Mansoor was arrested and jailed in March, 2017. In March, 2018, he was sentenced to ten years in prison, where he remains today. He has been kept in solitary confinement, and tortured.

Two months after being fired, Lori was allowed to return to the United States. Just as quickly, she called those FBI agents who’d stopped her at the airport one year prior. Later, of course, she would recount her story to Reuters.

Today, she’s made for a suitable villain to our story. But I’d like to add a caveat before we end here. Lori was just one member of a larger machine. And, unlike the rest of her colleagues, she was willing to put her face and name on record.

“[Chrisr Bing] We reached out to dozens nearly 100 or if not more than 100 people to talk about this activity in the UAE. And many of them had similar feelings to Lori. The mission went off the rails, that it fell into areas they’re not comfortable with. But you know a large majority just want Lori to speak about it. They just weren’t willing to put their name to it or even speak in general because they felt like they had too much to lose either financially or in terms of their career path.
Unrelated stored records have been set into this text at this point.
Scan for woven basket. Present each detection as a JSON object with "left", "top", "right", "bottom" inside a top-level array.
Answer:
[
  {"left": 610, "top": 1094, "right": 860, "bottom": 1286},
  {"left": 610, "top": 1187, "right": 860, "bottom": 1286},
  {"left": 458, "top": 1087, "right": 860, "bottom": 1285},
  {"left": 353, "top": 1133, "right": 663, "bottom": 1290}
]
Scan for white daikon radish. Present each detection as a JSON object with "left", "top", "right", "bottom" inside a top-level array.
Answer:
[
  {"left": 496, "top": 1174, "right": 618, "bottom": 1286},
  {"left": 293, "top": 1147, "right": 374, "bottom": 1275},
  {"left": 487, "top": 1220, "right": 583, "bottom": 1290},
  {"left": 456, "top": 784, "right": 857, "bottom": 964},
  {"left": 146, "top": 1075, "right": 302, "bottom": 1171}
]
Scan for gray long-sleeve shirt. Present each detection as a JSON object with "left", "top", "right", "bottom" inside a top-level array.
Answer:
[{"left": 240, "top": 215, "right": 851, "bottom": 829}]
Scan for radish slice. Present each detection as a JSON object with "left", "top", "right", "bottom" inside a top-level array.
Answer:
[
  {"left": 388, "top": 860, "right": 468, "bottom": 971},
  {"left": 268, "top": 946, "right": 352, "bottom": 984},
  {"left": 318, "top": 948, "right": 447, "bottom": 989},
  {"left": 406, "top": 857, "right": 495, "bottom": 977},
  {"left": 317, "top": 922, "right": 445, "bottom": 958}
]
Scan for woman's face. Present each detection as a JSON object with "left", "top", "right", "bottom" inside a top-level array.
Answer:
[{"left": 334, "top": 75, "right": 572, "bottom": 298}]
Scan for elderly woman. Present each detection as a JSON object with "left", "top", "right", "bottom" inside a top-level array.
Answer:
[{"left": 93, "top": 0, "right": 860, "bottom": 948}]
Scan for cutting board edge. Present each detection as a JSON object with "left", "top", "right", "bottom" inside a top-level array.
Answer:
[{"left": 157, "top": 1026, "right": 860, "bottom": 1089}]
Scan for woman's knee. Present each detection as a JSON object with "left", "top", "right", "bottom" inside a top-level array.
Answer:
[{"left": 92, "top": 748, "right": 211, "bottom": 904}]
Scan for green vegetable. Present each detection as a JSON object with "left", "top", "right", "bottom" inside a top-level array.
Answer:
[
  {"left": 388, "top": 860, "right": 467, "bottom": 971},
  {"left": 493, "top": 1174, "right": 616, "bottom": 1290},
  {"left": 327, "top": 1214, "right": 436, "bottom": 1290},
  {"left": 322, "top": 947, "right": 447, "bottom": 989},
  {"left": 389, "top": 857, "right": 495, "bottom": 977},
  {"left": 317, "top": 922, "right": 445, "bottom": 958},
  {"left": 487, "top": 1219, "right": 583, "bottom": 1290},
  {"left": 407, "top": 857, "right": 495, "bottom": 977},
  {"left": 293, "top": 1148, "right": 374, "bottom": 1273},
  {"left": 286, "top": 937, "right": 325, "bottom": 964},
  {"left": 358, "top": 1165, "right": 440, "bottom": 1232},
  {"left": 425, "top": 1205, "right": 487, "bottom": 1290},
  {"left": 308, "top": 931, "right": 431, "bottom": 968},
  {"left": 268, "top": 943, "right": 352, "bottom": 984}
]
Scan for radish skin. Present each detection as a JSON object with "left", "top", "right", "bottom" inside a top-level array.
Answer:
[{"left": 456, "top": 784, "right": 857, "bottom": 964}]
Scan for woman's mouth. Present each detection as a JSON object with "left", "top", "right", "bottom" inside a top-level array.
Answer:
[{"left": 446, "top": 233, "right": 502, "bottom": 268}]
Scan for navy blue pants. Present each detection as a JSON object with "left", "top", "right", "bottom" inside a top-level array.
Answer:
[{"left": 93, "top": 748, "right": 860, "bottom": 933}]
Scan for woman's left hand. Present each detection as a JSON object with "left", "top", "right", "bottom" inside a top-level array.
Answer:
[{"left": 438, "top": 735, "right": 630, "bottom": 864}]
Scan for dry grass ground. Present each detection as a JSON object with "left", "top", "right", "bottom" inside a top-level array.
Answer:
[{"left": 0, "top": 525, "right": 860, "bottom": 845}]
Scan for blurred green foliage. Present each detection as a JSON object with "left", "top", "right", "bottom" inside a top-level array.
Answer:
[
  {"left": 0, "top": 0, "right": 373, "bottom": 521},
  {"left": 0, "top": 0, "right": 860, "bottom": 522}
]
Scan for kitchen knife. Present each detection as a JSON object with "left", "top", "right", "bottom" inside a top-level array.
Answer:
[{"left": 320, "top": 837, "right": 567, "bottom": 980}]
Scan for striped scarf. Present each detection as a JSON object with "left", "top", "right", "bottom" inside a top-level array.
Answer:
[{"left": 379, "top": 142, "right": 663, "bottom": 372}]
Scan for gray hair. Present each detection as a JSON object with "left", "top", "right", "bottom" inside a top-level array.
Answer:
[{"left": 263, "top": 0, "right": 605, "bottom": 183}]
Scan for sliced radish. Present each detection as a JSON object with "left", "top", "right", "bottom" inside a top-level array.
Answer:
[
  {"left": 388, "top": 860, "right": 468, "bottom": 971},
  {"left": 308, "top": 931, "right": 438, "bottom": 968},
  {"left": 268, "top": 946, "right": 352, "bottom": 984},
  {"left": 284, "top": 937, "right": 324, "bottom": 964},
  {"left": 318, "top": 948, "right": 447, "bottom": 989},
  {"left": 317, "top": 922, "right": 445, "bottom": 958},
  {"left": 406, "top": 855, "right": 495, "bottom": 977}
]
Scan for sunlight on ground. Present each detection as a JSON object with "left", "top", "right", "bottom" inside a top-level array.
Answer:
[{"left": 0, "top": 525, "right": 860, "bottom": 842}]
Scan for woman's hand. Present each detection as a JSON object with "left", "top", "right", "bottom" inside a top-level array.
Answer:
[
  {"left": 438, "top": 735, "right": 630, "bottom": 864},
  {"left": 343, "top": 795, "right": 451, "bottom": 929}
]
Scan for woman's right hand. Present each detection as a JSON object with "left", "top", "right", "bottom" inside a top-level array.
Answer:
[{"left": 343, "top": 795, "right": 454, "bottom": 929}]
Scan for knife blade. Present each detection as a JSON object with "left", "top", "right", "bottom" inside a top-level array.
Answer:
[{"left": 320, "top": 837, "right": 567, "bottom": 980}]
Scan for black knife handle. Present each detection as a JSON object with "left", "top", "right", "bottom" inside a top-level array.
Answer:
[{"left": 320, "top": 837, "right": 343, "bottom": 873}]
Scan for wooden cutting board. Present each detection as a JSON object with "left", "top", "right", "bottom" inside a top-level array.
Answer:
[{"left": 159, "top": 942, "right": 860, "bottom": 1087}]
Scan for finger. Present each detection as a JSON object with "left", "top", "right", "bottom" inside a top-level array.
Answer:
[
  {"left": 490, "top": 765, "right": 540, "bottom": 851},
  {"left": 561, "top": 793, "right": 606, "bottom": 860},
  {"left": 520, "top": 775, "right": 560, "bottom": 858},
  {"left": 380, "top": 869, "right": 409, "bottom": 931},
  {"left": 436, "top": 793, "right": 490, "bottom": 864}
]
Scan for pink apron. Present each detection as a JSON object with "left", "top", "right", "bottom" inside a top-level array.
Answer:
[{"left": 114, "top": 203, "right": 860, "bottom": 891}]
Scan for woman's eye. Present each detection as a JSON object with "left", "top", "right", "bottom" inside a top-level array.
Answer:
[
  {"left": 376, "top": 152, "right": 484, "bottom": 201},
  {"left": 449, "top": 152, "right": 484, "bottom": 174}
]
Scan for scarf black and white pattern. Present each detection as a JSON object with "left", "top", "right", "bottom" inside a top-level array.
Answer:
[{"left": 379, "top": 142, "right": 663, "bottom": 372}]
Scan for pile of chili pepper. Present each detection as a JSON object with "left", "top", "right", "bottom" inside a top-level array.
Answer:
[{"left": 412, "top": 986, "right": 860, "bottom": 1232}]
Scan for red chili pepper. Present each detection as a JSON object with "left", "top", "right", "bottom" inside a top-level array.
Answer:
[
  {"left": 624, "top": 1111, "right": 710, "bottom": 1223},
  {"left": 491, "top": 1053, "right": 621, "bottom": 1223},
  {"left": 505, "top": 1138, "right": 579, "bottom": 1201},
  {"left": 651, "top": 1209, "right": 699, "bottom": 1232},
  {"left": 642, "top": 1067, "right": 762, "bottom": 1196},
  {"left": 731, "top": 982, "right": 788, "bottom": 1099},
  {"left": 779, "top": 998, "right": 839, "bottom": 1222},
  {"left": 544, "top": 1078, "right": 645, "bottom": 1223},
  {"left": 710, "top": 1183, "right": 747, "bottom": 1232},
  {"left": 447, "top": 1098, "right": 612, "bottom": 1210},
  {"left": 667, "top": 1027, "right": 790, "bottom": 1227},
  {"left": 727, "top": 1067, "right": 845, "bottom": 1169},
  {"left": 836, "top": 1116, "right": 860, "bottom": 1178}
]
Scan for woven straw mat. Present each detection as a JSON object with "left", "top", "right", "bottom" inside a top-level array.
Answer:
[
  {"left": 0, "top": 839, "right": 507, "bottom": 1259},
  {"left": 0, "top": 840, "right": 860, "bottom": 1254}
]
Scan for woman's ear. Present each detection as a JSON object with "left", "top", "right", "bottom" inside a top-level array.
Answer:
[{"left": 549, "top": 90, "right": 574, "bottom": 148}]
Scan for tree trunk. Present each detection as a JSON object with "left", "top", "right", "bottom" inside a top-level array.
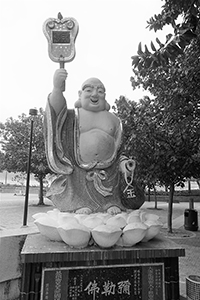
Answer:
[
  {"left": 37, "top": 176, "right": 45, "bottom": 205},
  {"left": 153, "top": 185, "right": 158, "bottom": 209},
  {"left": 167, "top": 182, "right": 174, "bottom": 233},
  {"left": 147, "top": 186, "right": 151, "bottom": 202}
]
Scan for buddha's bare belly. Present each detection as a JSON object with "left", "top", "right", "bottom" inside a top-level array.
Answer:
[{"left": 80, "top": 129, "right": 115, "bottom": 163}]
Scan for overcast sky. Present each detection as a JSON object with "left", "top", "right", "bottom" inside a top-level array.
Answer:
[{"left": 0, "top": 0, "right": 171, "bottom": 122}]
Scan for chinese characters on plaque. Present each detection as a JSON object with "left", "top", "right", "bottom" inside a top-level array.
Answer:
[{"left": 41, "top": 263, "right": 165, "bottom": 300}]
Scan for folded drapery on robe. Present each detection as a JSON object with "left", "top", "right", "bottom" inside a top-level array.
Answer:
[{"left": 44, "top": 103, "right": 125, "bottom": 212}]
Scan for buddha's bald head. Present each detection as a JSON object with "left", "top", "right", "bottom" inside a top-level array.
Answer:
[{"left": 75, "top": 77, "right": 110, "bottom": 112}]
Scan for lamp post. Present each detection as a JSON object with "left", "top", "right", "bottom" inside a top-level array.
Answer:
[{"left": 23, "top": 109, "right": 37, "bottom": 226}]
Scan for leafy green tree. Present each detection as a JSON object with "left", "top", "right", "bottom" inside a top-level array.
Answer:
[
  {"left": 132, "top": 0, "right": 200, "bottom": 72},
  {"left": 0, "top": 108, "right": 52, "bottom": 205},
  {"left": 126, "top": 0, "right": 200, "bottom": 231},
  {"left": 0, "top": 151, "right": 5, "bottom": 172}
]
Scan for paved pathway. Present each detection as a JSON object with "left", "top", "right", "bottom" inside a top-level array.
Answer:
[{"left": 0, "top": 193, "right": 200, "bottom": 299}]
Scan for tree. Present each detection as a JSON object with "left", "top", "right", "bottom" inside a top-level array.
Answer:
[
  {"left": 0, "top": 151, "right": 5, "bottom": 172},
  {"left": 132, "top": 0, "right": 200, "bottom": 72},
  {"left": 0, "top": 108, "right": 52, "bottom": 205},
  {"left": 127, "top": 0, "right": 200, "bottom": 231}
]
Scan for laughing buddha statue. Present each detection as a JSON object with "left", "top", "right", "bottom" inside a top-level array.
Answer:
[{"left": 45, "top": 68, "right": 145, "bottom": 214}]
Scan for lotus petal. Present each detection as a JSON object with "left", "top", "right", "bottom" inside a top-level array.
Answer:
[
  {"left": 82, "top": 215, "right": 103, "bottom": 230},
  {"left": 58, "top": 223, "right": 91, "bottom": 249},
  {"left": 122, "top": 222, "right": 147, "bottom": 247},
  {"left": 106, "top": 215, "right": 127, "bottom": 228},
  {"left": 92, "top": 224, "right": 122, "bottom": 248}
]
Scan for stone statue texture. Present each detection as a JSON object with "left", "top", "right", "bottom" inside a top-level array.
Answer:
[{"left": 45, "top": 68, "right": 145, "bottom": 214}]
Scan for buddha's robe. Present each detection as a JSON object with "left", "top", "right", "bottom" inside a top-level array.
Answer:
[{"left": 45, "top": 103, "right": 125, "bottom": 212}]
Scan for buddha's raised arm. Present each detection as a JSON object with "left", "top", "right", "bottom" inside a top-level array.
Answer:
[{"left": 49, "top": 69, "right": 68, "bottom": 115}]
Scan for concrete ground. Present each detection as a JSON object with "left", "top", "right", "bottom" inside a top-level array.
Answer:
[{"left": 0, "top": 193, "right": 200, "bottom": 300}]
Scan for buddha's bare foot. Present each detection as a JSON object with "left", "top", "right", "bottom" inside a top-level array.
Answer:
[
  {"left": 76, "top": 207, "right": 92, "bottom": 215},
  {"left": 107, "top": 206, "right": 121, "bottom": 215}
]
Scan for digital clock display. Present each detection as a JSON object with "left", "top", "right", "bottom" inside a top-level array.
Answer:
[{"left": 52, "top": 31, "right": 70, "bottom": 44}]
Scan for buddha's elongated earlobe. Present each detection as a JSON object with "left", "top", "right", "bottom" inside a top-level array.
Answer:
[
  {"left": 105, "top": 100, "right": 110, "bottom": 111},
  {"left": 74, "top": 91, "right": 82, "bottom": 108}
]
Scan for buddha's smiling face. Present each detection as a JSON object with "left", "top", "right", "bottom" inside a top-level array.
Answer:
[{"left": 79, "top": 78, "right": 106, "bottom": 112}]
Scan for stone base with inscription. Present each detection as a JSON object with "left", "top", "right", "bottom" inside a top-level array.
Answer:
[{"left": 21, "top": 234, "right": 185, "bottom": 300}]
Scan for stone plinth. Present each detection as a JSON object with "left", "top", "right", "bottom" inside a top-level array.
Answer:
[{"left": 21, "top": 234, "right": 185, "bottom": 300}]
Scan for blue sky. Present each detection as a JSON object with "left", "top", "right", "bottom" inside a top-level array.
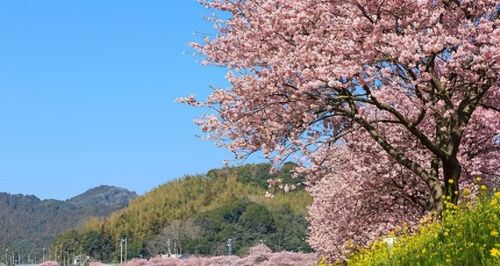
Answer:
[{"left": 0, "top": 0, "right": 258, "bottom": 199}]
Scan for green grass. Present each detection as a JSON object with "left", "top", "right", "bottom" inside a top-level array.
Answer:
[{"left": 324, "top": 192, "right": 500, "bottom": 266}]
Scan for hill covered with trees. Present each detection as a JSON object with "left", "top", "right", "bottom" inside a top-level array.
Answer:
[
  {"left": 0, "top": 186, "right": 137, "bottom": 259},
  {"left": 52, "top": 163, "right": 311, "bottom": 261}
]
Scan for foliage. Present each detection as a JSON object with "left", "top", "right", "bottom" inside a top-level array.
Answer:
[
  {"left": 53, "top": 164, "right": 311, "bottom": 262},
  {"left": 187, "top": 198, "right": 311, "bottom": 255},
  {"left": 179, "top": 0, "right": 500, "bottom": 258},
  {"left": 113, "top": 245, "right": 317, "bottom": 266},
  {"left": 0, "top": 186, "right": 137, "bottom": 260},
  {"left": 323, "top": 192, "right": 500, "bottom": 266}
]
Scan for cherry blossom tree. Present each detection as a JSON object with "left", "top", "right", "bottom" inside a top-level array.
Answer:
[{"left": 180, "top": 0, "right": 500, "bottom": 258}]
And so Lori Stroud does faced the risk. She took on some risks by speaking to us, but I think what she did was important. And as a result of Lori coming forward, there has been legislation in Congress, there has been attention from Washington at the highest levels on that story. And hopefully, in some way as a result of legislation and initiatives in Washington, this activity won’t happen that leads the way in the future.”

Today, Lori Stroud has to live in an undisclosed location.

The UAE government, armed with the tactics, tools, and talent that she provided them, is stronger and more repressive than ever.